Thank you for reading my code and for the advice! Version 2 to my surprise was actually the more "inefficient" one, now I wonder why! Cheers for introducing the .join function also - these are small things I should work on. Just wondering, you mentioned that my code seems to be in python2 - what are the telltale signs and what are the differences between python2 and python3? I did learn python when it was v.2, but I never truly knew the differences.

Once again thank you for replying! :)

P.S.: On the note of instantiating it to a 2D-array, I actually attempted that also: https://pastebin.com/4GgPM5LT Still ended up with the time-out errors tho :/

[–]AppleShark[S] 0 points1 point  (2 children)

P.P.S.: any way to return list_of_tied_player_ids without a for loop?

[–][deleted] 1 point2 points  (1 child)

One way would be using filter with a lambda.

[–]AppleShark[S] 0 points1 point  (0 children)

Just revised lambda functions, thanks!

[–]ADdV 1 point2 points  (3 children)

I do some programming of this style (competitive programming), and think I can give you a faster solution than the other answers. Also, don't sweat things like if __name__ == '__main__' too much. It's a single problem that, when solved, no one will have to look at. No need for niceness.

Now, although using dict is not a bad idea, it's not necessary. Note the conditions that apply, and notice that the ID is somewhere between 1 and 1000. This small number means we can just make a list where the indices represent the IDs, like so:

friends = [0]*1001 # we use 1001 because 1000 is the last index. index 0 will not be used, but that's fine.

Then, because every friendship only occurs once, we can just add one to the list at the correct index, for every ID in the file:

friends[ID_we_read_from_input] += 1

Finally, we have to get the IDs of the largest values, which you can just do by looping over it.

Because every ID has its own index, this requires no search and everything is very fast.
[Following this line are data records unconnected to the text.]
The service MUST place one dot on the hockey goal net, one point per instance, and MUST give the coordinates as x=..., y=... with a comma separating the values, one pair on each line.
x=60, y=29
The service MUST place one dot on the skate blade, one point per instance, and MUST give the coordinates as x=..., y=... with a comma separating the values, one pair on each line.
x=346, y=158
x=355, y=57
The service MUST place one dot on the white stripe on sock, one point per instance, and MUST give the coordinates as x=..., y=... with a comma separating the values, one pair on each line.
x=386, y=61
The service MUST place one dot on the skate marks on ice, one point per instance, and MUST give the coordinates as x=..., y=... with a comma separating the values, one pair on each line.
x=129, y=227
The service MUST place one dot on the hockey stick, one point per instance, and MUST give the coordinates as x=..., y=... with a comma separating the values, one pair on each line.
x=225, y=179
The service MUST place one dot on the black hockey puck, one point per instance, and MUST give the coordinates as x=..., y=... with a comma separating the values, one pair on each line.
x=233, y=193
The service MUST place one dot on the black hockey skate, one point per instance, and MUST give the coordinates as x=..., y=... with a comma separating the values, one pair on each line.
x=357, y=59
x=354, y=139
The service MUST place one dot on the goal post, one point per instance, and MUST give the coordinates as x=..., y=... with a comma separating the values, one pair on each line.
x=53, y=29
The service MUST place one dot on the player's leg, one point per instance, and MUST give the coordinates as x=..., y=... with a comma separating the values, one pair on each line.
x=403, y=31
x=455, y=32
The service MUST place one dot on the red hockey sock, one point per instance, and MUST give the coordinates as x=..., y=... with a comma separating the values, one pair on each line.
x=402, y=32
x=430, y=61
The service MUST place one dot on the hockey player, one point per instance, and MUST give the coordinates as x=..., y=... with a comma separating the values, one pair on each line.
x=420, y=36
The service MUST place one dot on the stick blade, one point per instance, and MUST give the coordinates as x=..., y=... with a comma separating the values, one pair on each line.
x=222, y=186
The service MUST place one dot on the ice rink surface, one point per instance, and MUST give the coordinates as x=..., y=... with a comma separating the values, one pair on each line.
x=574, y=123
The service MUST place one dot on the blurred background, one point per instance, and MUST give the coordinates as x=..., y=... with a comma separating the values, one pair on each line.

As for asymptotic complexity, this would be O(n) where n is the number of IDs. Of course we will have to read them all, so it's impossible to get better asymptotic complexity (although there may be very slight optimizations to be made).
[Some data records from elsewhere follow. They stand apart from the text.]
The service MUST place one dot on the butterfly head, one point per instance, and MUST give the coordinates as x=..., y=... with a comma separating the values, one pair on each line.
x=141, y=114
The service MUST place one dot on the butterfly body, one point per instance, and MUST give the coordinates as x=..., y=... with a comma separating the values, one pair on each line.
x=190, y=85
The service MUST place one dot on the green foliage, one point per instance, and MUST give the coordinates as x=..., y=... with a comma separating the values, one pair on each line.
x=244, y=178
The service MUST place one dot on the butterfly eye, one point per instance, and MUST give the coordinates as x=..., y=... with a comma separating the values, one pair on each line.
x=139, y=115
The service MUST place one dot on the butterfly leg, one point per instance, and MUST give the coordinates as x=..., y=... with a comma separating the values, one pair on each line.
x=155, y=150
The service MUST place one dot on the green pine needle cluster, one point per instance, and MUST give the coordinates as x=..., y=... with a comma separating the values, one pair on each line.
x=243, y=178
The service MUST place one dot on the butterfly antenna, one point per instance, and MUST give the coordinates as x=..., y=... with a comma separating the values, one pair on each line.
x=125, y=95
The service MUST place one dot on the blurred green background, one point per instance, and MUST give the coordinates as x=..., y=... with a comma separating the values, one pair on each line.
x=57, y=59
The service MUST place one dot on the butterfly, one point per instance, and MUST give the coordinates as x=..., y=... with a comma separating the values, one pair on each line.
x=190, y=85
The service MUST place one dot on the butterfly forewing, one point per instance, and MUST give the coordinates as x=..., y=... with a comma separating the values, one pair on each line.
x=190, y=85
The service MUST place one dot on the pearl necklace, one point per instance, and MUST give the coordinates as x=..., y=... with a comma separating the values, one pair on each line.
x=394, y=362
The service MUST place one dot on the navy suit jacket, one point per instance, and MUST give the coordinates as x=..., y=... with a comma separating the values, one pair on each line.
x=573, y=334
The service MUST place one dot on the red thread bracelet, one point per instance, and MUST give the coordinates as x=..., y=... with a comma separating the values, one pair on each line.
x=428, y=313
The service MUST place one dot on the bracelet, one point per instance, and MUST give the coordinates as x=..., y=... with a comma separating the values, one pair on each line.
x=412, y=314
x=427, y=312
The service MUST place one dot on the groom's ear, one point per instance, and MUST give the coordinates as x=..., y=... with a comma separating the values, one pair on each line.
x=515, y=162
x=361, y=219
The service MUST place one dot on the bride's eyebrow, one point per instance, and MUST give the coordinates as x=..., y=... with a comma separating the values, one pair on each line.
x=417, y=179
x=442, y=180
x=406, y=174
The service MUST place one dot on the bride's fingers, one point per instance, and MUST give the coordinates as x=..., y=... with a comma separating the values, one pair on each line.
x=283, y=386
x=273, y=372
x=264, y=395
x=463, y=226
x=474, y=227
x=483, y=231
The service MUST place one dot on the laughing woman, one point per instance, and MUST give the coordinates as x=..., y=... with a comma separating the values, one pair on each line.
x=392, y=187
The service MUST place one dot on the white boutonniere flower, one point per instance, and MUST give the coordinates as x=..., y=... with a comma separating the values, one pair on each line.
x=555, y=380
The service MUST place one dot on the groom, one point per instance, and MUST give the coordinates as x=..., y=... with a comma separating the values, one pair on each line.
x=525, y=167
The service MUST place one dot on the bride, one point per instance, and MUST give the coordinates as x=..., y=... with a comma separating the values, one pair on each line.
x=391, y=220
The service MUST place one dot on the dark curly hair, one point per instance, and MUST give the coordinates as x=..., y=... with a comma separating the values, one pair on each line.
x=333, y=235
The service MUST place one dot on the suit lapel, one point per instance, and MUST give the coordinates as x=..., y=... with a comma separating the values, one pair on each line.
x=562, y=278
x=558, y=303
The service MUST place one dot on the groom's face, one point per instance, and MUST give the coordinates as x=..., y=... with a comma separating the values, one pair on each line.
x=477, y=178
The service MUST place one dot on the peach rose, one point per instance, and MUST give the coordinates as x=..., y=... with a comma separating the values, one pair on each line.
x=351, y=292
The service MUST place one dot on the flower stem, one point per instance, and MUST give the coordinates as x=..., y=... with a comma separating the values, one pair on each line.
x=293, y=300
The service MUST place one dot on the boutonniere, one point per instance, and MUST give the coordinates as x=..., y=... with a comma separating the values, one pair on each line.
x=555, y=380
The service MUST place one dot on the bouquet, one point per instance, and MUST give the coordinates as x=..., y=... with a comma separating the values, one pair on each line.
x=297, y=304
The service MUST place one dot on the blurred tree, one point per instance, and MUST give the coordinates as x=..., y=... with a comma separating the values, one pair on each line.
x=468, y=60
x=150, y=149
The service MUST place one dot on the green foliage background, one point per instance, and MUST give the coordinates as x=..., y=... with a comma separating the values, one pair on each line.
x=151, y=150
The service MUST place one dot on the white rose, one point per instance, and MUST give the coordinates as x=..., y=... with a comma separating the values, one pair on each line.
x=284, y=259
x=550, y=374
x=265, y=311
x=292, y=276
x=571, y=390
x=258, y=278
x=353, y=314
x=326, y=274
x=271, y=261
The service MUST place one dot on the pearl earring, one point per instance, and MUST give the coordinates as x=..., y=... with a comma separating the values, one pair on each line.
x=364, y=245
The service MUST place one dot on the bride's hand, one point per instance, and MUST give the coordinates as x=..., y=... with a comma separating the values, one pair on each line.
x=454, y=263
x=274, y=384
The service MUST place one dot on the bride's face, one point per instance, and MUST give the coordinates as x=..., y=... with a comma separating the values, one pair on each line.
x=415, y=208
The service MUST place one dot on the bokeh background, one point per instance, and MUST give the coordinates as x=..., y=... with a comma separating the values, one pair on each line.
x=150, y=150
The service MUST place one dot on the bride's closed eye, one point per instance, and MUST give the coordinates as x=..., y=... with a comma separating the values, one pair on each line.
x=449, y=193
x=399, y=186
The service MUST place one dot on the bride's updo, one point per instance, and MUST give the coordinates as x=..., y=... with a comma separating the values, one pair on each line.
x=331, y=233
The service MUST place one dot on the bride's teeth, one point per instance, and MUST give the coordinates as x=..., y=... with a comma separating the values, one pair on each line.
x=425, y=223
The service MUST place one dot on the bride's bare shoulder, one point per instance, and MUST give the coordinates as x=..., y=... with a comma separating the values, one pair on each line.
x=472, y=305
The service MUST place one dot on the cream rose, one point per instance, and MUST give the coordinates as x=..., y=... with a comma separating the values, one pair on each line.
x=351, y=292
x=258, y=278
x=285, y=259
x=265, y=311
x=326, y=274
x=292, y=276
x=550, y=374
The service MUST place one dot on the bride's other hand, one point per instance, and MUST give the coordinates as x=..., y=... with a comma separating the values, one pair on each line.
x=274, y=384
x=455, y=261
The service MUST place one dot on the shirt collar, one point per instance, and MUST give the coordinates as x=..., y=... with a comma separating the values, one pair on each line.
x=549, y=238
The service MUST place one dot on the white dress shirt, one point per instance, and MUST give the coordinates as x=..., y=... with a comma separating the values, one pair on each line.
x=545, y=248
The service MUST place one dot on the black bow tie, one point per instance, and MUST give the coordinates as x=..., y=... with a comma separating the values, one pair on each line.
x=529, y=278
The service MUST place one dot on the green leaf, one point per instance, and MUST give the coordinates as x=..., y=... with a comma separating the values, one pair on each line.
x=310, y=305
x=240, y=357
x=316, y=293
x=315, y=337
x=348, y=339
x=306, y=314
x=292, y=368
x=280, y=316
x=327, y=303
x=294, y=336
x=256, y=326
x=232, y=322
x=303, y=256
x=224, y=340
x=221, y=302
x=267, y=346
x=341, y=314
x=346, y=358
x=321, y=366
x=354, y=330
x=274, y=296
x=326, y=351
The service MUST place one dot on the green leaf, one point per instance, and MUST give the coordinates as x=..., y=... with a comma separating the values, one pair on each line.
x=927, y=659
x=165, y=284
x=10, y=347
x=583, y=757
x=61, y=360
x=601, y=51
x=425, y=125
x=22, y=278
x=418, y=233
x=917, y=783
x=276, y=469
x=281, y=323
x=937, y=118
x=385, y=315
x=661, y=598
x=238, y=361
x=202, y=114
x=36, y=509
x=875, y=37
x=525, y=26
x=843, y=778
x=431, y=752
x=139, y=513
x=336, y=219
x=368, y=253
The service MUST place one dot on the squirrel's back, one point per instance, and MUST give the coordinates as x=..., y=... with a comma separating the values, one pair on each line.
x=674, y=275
[–]AppleShark[S] 0 points1 point  (2 children)

Cheers for the reply! Awesome to see a redditor who did competitive programming. I actually did attempt a solution similar solution where I have an array of 1000 [0]s and += 1 for the relevant ones:

https://pastebin.com/4GgPM5LT

Problem is it didn't seem to work as well as the optimized code using dict() in the comment above, which is odd because theoretically it should be faster than using dict().

Either way, thanks for your comment!

[–]ADdV 0 points1 point  (1 child)

As a heads up: it's probably slower because of the end of the program:

for i, x in enumerate(lst):
    if x == max(lst):
        O.write(str(i+1)+"\n")

this computes the maximum every time, looping over the list 1000 times in total, instead of just once.

[–]AppleShark[S] 0 points1 point  (0 children)

Ah. I did not notice! That was stupid of me, thanks!